My condolences on your loss.

These were a fairly common catalog option, made and marketed by Ruger to directly compete with the Smith & Wesson model 10 (blue) and model 64 (stainless) .38 Special revolvers, which were still popular with security and some police departments at the time. To change it to a conventional single- or double-action mechanism again, I'm not sure if you'd just need a hammer, or a trigger and a hammer (properly fitted, of course). Hammer replacement is easy; trigger, not so much. As most departments switched-over to autoloading pistols, these guns, like the similar S&W models, were dumped onto the used-gun market in huge numbers. I can remember seeing the Ruger and S&W versions of these guns at gun shows for $100-$150 each, and I even bought a few (kicking myself for not buying more, and keeping them all!).

The DAO mechanism does not enhance the value as most folks do not shoot revolvers in DA mode nowadays, but it probably doesn't matter too much because the caliber by itself will kill it for most purchasers looking for a 4" revolver. It's the same size and weight as the .357 Magnum models, but chambered for the far less powerful .38, and that makes it less desirable for the vast majority of potential buyers. Don't get me wrong, I'm not a hater; it's a fine gun, I've been a Ruger fan for decades, and I've owned several sub-models of that series in my lifetime, all of which worked just fine. 

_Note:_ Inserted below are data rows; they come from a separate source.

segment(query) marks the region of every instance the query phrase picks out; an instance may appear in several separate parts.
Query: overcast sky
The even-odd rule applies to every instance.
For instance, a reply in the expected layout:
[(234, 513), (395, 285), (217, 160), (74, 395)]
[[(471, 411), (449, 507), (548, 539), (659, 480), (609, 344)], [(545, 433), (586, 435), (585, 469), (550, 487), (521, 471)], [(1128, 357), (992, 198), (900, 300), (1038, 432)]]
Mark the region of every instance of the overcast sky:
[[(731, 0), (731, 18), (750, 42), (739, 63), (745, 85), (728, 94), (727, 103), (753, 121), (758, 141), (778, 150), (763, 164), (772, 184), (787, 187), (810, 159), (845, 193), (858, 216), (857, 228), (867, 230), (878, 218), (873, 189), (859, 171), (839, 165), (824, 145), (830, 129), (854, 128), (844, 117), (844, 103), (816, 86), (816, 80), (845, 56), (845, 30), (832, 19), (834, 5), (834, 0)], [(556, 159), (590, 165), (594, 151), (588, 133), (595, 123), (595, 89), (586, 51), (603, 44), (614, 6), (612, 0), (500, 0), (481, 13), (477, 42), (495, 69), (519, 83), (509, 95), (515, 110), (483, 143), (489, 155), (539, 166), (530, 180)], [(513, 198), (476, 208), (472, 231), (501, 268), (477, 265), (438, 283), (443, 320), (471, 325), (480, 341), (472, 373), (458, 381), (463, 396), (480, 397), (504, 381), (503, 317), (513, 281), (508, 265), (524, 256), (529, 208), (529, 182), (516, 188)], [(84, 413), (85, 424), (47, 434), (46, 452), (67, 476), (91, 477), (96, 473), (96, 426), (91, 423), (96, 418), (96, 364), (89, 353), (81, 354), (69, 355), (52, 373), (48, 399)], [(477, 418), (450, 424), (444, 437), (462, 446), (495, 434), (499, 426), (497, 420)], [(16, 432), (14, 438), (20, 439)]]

It sounds like you might be considering selling it. If you don't mind some unsolicited advice, I'd offer that unless you REALLY need the money, I'd recommend keeping it and learning to shoot it in DA mode. DA revolver shooting seems to be a dying art in most areas, and good DA shooter gives up nothing in practical accuracy to a SA shooter, and can usually shoot those good shot groups twice as fast (or much, much faster; run a search for some Jerry Miculek revolver shooting video clips).

In closing; it's a fine, solid gun, probably with a lower-than-average resale value due to its configuration and caliber, but still darn useful and super durable.

Also, one of the few revolvers designed to be field-stripped like a semi-auto pistol. The original grip screws had a wider-than-normal screw slot, so you could use a cartridge rim to unscrew and remove the grips, and using a short metal pin stored under the grips, a person could disassemble the revolver as far as needed for a good cleaning or to remove deposits of sand/dirt/mud picked up in the field, which will jam most revolvers in short order.


----------